New trends in software development point to the automation of various phases of the software life cycle, particularly the design phase. A typical example is computer-aided software engineering technology,which provides tools to assist in software development. In the past few years, interest has grown in the development of database-management systems (DBMSs) based on the relational model (see the accompanying box for definitions and notations).
Systems for managing large-scale databases under the relational model(for example, Oracle) have become commercially available, which makes the value of a design tool for the relational model obvious. This fact motivated us to implement the Logical Design Tool (LDT), which can also be used as an educational tool for the relational database. Using this tool during database design can detect certain problems that arise when the data is manipulated. An example is a cycle in a schema that leads to ambiguous interpretation of queries.The major problem, however, is to come up with a particular normal-form design (such as a third normal form) through the process of decomposition. Decomposing a relation scheme into several relation schemes prevents the occurrence of anomalies Consider the following Suppliers relation scheme taken from Ullman.
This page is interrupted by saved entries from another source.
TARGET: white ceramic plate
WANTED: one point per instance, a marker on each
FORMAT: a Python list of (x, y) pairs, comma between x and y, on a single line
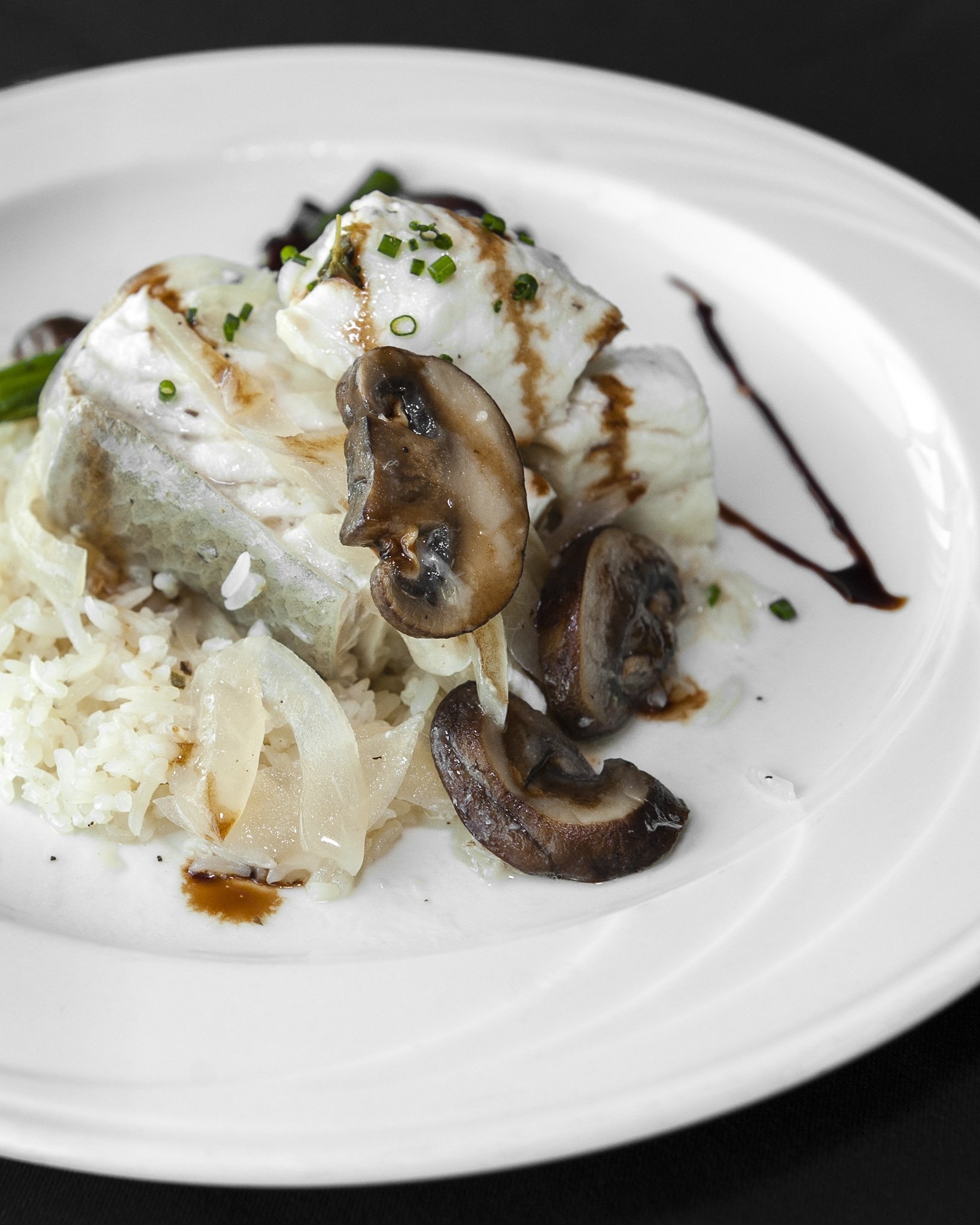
[(431, 1023)]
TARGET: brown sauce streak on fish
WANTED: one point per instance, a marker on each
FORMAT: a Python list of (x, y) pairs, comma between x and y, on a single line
[(230, 898), (104, 577), (320, 447), (607, 330), (539, 487), (492, 246), (223, 821), (616, 425), (156, 279), (684, 697), (241, 390), (184, 751)]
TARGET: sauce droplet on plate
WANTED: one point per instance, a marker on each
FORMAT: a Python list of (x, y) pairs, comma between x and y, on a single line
[(858, 583), (230, 898)]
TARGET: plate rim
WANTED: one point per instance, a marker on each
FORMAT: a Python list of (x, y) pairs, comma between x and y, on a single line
[(963, 955)]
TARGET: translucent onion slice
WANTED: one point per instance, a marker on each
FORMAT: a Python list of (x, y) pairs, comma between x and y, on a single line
[(442, 657), (57, 566), (385, 756), (334, 806), (214, 785)]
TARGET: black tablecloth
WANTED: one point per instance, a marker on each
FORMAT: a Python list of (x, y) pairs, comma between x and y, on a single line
[(896, 1136)]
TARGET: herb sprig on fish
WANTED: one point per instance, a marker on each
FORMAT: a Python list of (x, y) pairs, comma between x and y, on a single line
[(22, 383)]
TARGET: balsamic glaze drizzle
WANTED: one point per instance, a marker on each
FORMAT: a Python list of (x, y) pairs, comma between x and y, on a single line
[(858, 583)]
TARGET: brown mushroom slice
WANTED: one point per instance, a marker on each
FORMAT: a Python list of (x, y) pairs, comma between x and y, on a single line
[(605, 629), (528, 796), (436, 488)]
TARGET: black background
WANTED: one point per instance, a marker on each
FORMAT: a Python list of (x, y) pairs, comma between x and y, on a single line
[(896, 1136)]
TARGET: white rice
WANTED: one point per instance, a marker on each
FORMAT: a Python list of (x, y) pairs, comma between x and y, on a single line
[(91, 695)]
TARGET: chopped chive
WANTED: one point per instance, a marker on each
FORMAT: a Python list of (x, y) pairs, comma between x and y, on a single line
[(403, 325), (525, 288), (783, 609), (443, 269), (378, 181), (291, 252), (22, 383)]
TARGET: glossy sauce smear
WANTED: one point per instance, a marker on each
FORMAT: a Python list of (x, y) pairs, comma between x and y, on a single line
[(858, 583)]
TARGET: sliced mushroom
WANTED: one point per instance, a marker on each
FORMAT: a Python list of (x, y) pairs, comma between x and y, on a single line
[(47, 335), (605, 629), (436, 488), (528, 796)]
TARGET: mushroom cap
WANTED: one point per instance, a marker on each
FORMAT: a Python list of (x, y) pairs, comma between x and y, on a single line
[(436, 488), (605, 629), (528, 796)]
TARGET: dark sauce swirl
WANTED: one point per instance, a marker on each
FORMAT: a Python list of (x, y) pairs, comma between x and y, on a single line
[(858, 583)]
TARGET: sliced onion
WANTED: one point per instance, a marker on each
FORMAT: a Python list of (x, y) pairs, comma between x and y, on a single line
[(334, 807), (214, 785), (385, 756), (57, 566), (442, 657)]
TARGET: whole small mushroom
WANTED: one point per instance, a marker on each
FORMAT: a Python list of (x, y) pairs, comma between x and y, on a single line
[(605, 629), (527, 794), (436, 488)]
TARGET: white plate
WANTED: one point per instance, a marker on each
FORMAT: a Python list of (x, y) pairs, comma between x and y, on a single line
[(433, 1023)]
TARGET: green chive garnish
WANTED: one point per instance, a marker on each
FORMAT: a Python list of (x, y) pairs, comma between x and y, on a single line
[(403, 325), (378, 181), (291, 252), (443, 269), (21, 384), (525, 288)]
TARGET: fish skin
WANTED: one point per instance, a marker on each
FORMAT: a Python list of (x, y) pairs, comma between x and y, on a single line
[(139, 504)]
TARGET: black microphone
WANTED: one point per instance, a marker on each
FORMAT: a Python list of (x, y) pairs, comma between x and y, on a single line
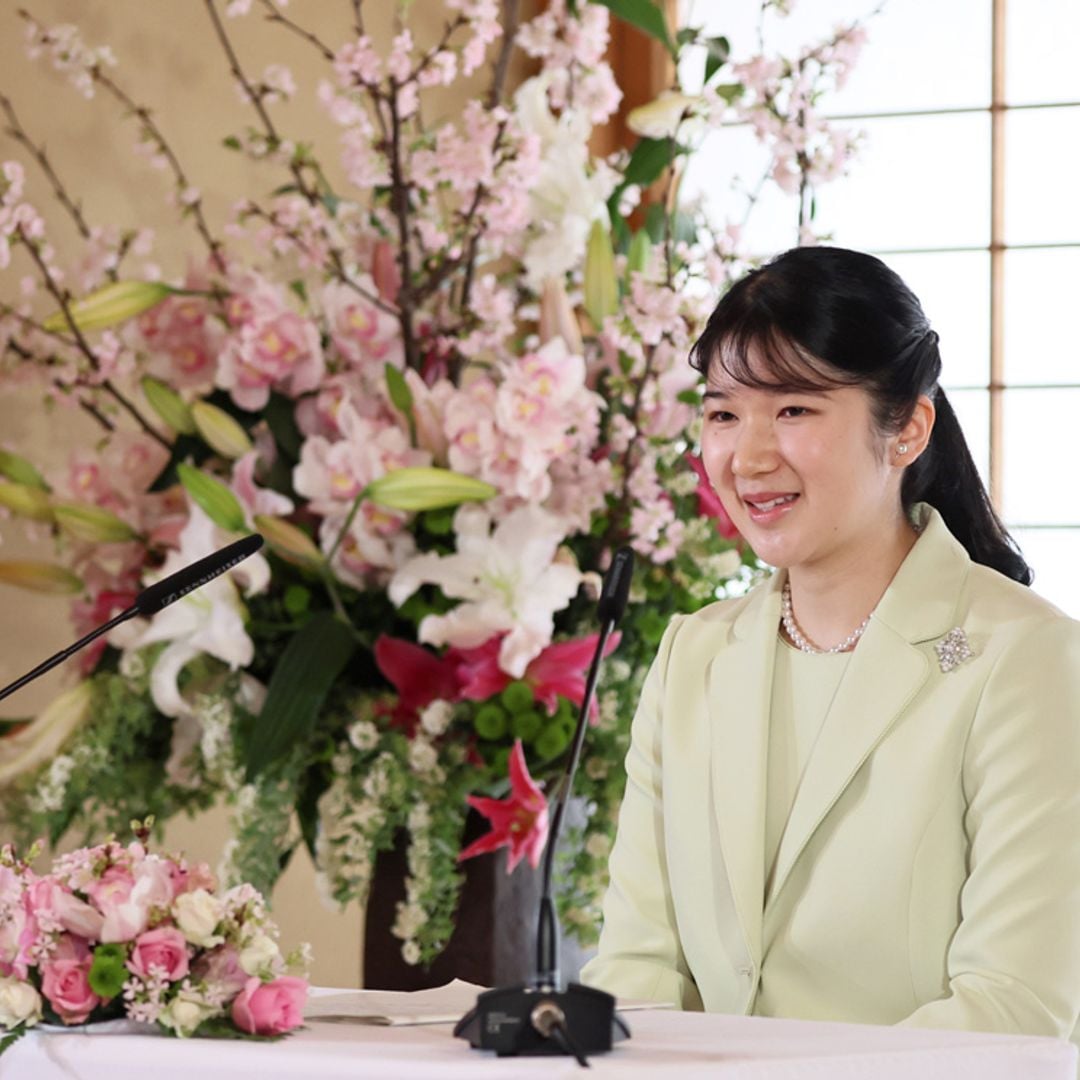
[(153, 598), (543, 1017)]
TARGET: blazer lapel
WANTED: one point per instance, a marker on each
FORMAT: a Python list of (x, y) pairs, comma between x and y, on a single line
[(886, 672), (740, 690)]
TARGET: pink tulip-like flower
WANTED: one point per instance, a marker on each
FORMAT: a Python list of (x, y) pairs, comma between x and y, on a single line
[(520, 822), (65, 981), (559, 671), (270, 1008), (164, 948), (709, 501)]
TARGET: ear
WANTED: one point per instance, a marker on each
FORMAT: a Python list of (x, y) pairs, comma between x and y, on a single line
[(912, 440)]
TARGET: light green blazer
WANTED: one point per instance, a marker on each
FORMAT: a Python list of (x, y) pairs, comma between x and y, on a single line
[(930, 869)]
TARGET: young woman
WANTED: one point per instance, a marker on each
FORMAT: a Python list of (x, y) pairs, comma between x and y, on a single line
[(852, 794)]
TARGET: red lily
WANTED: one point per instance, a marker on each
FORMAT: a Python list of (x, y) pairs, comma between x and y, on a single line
[(559, 671), (709, 501), (520, 822), (419, 677)]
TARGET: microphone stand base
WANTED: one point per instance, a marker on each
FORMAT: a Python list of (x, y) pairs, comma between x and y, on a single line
[(511, 1021)]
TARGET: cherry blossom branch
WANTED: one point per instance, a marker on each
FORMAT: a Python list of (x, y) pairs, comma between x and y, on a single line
[(511, 16), (274, 15), (18, 133), (63, 298), (26, 355), (255, 96)]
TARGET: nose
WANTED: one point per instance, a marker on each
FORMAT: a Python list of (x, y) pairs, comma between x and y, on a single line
[(755, 450)]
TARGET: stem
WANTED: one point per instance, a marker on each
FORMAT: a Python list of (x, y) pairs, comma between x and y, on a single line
[(511, 16), (62, 298), (275, 16), (17, 132), (256, 98)]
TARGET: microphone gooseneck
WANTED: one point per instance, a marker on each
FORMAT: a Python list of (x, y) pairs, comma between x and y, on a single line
[(609, 609), (152, 599)]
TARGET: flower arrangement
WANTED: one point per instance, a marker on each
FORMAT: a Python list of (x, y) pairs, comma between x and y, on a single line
[(444, 390), (116, 931)]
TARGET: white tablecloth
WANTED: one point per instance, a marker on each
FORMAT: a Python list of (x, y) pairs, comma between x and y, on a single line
[(663, 1043)]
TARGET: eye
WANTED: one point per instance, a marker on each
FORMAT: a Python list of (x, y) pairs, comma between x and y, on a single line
[(719, 416)]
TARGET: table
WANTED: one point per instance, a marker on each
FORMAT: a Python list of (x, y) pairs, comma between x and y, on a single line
[(664, 1043)]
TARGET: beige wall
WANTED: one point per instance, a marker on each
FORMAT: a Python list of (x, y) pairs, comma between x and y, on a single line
[(170, 61)]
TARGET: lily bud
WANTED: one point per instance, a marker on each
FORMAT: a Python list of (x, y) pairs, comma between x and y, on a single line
[(292, 543), (661, 117), (602, 289), (38, 577), (637, 257), (21, 471), (85, 522), (557, 318), (26, 501), (110, 305), (220, 431), (169, 405), (221, 507), (426, 487), (40, 740), (386, 272)]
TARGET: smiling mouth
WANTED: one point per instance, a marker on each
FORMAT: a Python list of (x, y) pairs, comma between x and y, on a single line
[(768, 504)]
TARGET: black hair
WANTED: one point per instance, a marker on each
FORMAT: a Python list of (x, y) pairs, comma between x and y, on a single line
[(825, 318)]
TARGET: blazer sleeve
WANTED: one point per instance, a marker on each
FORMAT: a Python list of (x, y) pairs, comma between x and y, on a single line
[(639, 954), (1013, 963)]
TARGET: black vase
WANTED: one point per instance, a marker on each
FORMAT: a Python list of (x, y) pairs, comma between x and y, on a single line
[(494, 940)]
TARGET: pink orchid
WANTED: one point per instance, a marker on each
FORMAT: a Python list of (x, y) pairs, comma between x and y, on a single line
[(709, 501), (518, 822)]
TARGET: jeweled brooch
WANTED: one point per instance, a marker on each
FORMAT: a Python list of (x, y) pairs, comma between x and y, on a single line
[(953, 649)]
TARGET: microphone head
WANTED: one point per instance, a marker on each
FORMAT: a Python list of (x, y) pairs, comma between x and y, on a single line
[(171, 589), (616, 590)]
SUPPLIERS (SNAME, SADDRESS, ITEM, PRICE)
We can see several problems with this scheme:
*Redundancy. The address of the supplier repeats each time an item is supplied.
*Potential inconsistency (update anomalies). Because of the redundancy,users can update the address for a supplier in one tuple and leave it fixed in another. Thus, users may not have a unique address for each supplier as they feel intuitively that they should.
*Insertion anomalies. Users cannot record an address for a supplier if that supplier does not currently provide at least one item. Null values can be used for the Item and Price components of a tuple for that supplier.However, when users enter an item for that supplier,they may not remember to delete the tuple with the null values. In addition, if Item and Sname form a key for the relation, it might be awkward or impossible to look up tuples with null values in the key.
*Deletion anomalies. If users delete all the items supplied by one supplier, they unintentionally lose track of its address.
The Relational Database Model
Here we present some brief definitions and notations of the relational database used in this article.
Definitions
Conceptually, a table can represent a relation.Each row represents a tuple, and each column represents an attribute. The set of attribute names for a relation is called the relation scheme.In Table A, we see a relation whose attributes are S#, Sname,Status, and City. The tuple is {S1, Smith, 20, London].The relation scheme for this relation is SUPPLIERS (S#, Sname, Status, City). Any set of one or more attributes that uniquely identifies the tuples is called a candidate key (like S#), and the attribute selected for the relation is called the primary key (or just key). A relational schema is composed of a set of relation schemes.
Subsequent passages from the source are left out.